The species accounts are presented in traditional fashion beginning with the scientific name (including authority), any commonly encountered synonyms or misapplied (usually European) names, common name(s) if there is one, family, descriptions of cap, flesh, gills, and stem (or other relevant body parts for the non-cap-andgills fungi), spore print, ecology, edibility, and comments. No information is provided on microscopic features. One (usually) or two photos appear at the bottom of the page. The information mostly is brief and to the point although some of the Comments sections are lengthier. The text is not heavily laden with jargon. Names of species are as up-to-date as they can be in this era where at least a few names will have changed between the time the manuscript goes to the publisher and the book is printed, and the identifications appear to be spot-on as you would expect from Walt.  
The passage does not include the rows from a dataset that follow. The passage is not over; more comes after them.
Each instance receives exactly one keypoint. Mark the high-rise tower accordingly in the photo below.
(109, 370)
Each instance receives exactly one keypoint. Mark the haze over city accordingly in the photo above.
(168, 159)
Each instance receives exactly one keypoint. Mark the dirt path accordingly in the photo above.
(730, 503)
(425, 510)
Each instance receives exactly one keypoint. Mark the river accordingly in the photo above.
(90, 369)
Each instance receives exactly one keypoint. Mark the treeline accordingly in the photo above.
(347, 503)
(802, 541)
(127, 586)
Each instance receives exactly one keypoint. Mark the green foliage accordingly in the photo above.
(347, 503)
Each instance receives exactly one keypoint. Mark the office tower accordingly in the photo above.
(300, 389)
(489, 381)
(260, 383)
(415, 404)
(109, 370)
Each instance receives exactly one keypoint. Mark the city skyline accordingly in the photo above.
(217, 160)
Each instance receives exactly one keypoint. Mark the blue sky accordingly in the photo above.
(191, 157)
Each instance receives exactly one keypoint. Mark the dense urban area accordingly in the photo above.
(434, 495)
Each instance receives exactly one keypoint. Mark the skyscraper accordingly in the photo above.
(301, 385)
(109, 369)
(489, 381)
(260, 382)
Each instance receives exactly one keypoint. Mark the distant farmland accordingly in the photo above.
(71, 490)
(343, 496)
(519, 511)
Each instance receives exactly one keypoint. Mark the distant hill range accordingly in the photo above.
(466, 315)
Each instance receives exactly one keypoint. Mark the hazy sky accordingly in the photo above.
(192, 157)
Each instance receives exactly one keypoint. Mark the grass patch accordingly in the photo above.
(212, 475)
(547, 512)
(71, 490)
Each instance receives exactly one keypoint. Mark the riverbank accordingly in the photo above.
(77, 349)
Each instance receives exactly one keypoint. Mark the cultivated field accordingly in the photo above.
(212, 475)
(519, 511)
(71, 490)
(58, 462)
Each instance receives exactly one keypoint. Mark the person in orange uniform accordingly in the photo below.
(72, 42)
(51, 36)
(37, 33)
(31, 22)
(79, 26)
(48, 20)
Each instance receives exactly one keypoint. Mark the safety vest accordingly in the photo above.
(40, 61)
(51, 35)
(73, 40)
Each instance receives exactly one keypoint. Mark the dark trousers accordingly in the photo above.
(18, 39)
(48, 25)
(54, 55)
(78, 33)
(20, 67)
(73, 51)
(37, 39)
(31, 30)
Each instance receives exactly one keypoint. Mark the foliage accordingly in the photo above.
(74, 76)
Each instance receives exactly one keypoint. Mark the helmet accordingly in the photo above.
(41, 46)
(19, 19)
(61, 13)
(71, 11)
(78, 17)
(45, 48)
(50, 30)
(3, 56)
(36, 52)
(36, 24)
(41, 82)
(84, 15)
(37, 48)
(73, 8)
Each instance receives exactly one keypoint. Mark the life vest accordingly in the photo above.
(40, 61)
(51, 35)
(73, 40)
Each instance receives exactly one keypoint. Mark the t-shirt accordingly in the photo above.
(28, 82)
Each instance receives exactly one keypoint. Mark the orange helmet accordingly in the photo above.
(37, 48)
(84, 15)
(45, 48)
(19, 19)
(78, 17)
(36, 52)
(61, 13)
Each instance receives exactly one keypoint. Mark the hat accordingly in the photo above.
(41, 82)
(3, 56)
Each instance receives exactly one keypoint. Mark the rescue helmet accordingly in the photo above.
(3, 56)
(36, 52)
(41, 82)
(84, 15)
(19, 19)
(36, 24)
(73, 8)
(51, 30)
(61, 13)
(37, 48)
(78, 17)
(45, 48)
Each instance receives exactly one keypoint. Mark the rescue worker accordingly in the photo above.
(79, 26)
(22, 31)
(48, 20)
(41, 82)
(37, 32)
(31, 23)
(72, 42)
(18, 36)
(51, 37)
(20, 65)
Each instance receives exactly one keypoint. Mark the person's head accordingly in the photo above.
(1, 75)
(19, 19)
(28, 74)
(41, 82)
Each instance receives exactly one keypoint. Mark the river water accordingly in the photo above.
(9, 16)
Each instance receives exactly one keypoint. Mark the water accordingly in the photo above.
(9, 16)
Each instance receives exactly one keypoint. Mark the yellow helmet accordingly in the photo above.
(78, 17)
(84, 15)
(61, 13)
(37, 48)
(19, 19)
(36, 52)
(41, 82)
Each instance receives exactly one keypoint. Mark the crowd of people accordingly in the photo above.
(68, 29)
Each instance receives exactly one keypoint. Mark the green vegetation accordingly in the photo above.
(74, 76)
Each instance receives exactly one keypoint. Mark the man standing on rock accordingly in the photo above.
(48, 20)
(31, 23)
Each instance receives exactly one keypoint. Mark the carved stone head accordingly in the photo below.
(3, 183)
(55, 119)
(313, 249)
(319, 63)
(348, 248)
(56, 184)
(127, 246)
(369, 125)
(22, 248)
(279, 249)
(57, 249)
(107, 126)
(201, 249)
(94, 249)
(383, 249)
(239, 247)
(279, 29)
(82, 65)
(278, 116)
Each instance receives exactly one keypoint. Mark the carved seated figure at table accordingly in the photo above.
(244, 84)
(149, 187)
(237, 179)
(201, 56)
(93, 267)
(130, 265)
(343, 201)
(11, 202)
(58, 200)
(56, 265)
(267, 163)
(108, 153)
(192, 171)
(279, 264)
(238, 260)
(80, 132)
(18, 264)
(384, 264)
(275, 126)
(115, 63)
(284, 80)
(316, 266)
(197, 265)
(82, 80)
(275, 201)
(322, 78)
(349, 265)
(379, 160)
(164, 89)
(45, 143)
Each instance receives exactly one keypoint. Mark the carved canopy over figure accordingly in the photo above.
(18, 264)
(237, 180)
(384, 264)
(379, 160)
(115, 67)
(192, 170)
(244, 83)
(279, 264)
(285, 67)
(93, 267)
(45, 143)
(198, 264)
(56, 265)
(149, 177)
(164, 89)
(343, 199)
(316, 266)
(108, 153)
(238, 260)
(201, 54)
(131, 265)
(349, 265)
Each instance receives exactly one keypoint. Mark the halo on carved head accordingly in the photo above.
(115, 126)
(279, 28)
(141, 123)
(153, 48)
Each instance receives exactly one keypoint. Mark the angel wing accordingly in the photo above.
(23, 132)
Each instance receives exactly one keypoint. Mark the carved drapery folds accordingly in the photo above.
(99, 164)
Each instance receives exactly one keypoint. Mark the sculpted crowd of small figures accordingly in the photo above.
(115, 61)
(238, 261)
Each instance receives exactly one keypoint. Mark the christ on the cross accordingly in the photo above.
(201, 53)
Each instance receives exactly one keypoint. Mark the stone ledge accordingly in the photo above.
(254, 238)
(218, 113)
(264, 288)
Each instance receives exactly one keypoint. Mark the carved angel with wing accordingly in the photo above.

The photos are mostly of high mycological quality and large enough to show essential details. Unfortunately, the quality of reproduction does not do justice to many of them. Those are dark, somewhat muddy, and, in some cases, well off-color. Given that Walt spent many years photographing in the analog era, I suspect these were film originals and that the problem lies in the inability of most slide scanners to accurately capture the images from the original transparencies. This doesn’t present a major problem for identification purposes, but it does detract from the overall attractiveness of the presentation.  

As alluded to above, this is an addition to a growing stable of field guides for the eastern USA. So is another one called for and who might want to own it? For comparison, I generated a combined species list for Appalachian Mushrooms: A Field Guide and my current favorite guides for the region: Southeastern Mushrooms (321 spp), by Todd Elliott and Steve Stephenson, Tim Baroni’s Mushrooms of the Northeastern United States and Eastern Canada (540 spp), and Bill Roody’s venerable Mushrooms of West Virginia and the Central Appalachians (400 spp). Together the four volumes treat, by my count, 939 species and one needs all four to cover all of those species. The nearly 400 species in Appalachian Mushrooms are roughly evenly divided among being unique to it and shared with either one, two, or three of the others. So it would make a solid addition to the library of most eastern mushroom hunters. However, given the paucity of introductory material and lack of easyto- use keys, I wouldn’t recommend it as a first book for someone getting started in mushroom identification.